Bien que les relations entre émissions de gaz et activité sismique ne soient pas encore tout à fait comprises, ces résultats sont extrêmement encourageants. Ils représentent un premier pas vers un objectif de long terme, qui consiste à tester l'hypothèse suivant laquelle les propriétés des fluides circulant dans les zones de faille sous-marines changent avec le temps, au cours de ce que l'on appelle le "cycle sismique". Ce terme décrit le cycle suivant lequel les contraintes s'accumulent le long d'un plan de faille, jusqu'à dépasser le point de rupture ; lorsque le séisme se produit, les contraintes se relâchent puis s'accumulent de nouveau, jusqu'au prochain séisme, etc. L'objectif est donc de déterminer s'il existe des signaux précurseurs détectables au cours de ce cycle.
Dans quelles conditions, et suivant quels processus, pourrait-il y avoir des sorties de fluides ou de gaz avant un séisme ? Pour répondre à cette question, des observatoires sous-marins multidisciplinaires permanents sont en cours de développement à l'Ifremer. Les premiers prototypes seront déployés dès 2009, en Mer de Marmara, par une équipe conjointe INSU-CNRS et Ifremer, avec le soutien de la Commission Européenne, dans le cadre du Réseau d'Excellence ESONET (European Seafloor Observatory Network). Ces observatoires comprennent une grande variété de capteurs, dont des sismomètres pour enregistrer les secousses et des sonars pour observer les bulles de gaz. Les défis à relever sont d'ordre scientifique – il s'agit d'accéder à une meilleure connaissance des processus en jeu –, mais également d'ordre technologique, car, contrairement à l'idée reçue, il est plus difficile d'installer un observatoire au fond de l'océan que dans l'espace. Pour l'Ifremer et l'INSU-CNRS, le développement d'observatoires de fond de mer est désormais une priorité, avec en ligne de mire, des applications sociétales – comme en Mer de Marmara – ou industrielles (par exemple, l'offshore pétrolier).
Notes:
(1) Poche membraneuse, contenant un gaz, située dans l'abdomen de nombreux poissons osseux et dont le gonflement aide à s'élever ou à s'enfoncer dans l'eau.

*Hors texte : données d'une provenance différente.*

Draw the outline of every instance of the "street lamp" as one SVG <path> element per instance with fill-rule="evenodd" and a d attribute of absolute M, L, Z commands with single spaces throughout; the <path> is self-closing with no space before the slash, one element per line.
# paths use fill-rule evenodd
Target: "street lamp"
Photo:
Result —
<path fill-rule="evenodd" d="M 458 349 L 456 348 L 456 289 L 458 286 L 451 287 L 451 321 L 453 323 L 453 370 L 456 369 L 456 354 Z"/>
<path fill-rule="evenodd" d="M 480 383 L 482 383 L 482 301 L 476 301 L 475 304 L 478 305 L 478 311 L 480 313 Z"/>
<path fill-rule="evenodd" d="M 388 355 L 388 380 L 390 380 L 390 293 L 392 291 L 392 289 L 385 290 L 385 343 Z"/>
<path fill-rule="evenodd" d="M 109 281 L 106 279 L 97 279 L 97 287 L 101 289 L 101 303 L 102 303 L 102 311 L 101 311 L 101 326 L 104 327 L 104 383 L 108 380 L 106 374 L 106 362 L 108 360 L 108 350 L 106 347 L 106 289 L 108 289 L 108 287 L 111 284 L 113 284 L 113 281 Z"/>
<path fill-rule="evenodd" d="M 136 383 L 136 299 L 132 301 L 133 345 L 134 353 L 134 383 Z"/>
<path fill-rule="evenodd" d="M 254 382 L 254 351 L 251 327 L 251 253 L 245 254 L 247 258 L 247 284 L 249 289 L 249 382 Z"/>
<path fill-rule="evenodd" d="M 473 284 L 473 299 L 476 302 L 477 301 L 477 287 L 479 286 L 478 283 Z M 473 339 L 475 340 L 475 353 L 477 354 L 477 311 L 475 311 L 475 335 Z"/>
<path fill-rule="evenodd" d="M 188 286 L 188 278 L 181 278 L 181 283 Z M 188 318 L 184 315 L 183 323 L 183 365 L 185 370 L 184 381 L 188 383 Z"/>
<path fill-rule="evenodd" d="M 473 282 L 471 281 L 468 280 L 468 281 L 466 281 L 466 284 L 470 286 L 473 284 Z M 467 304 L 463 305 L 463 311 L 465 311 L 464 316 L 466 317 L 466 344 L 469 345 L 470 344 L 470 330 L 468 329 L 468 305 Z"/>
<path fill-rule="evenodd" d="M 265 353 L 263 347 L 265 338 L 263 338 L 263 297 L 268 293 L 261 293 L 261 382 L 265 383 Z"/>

(2) Géli et al, Earth and Planetary Science Letters
(3) Laboratoire CEREGE (CNRS/Université Paul Cézanne/Université de Provence/IRD/Collège de France), équipe de Géodynamique du Collège de France, Aix-en-Provence.
(4) On sait (notamment au travers de campagnes de plongée effectuées au début des années 80 au large du Japon) que les failles sous-marines actives sont souvent associées à des sorties de fluides. On sait également que les séismes peuvent provoquer des dégazages en fond de mer et il existe des témoignages visuels sur des émissions de gaz précédant certains séismes sous-marins. Année après année, les géologues marins accumulent des preuves soulignant l'importance des fluides circulant dans le substratum océanique (base sur laquelle repose une formation géologique ou des alluvions), que ce soit pour la formation de métaux rares, pour le transfert de gaz d'origine minérale, méthane ou hydrogène, par exemple, ou encore pour la genèse des tremblements de terre.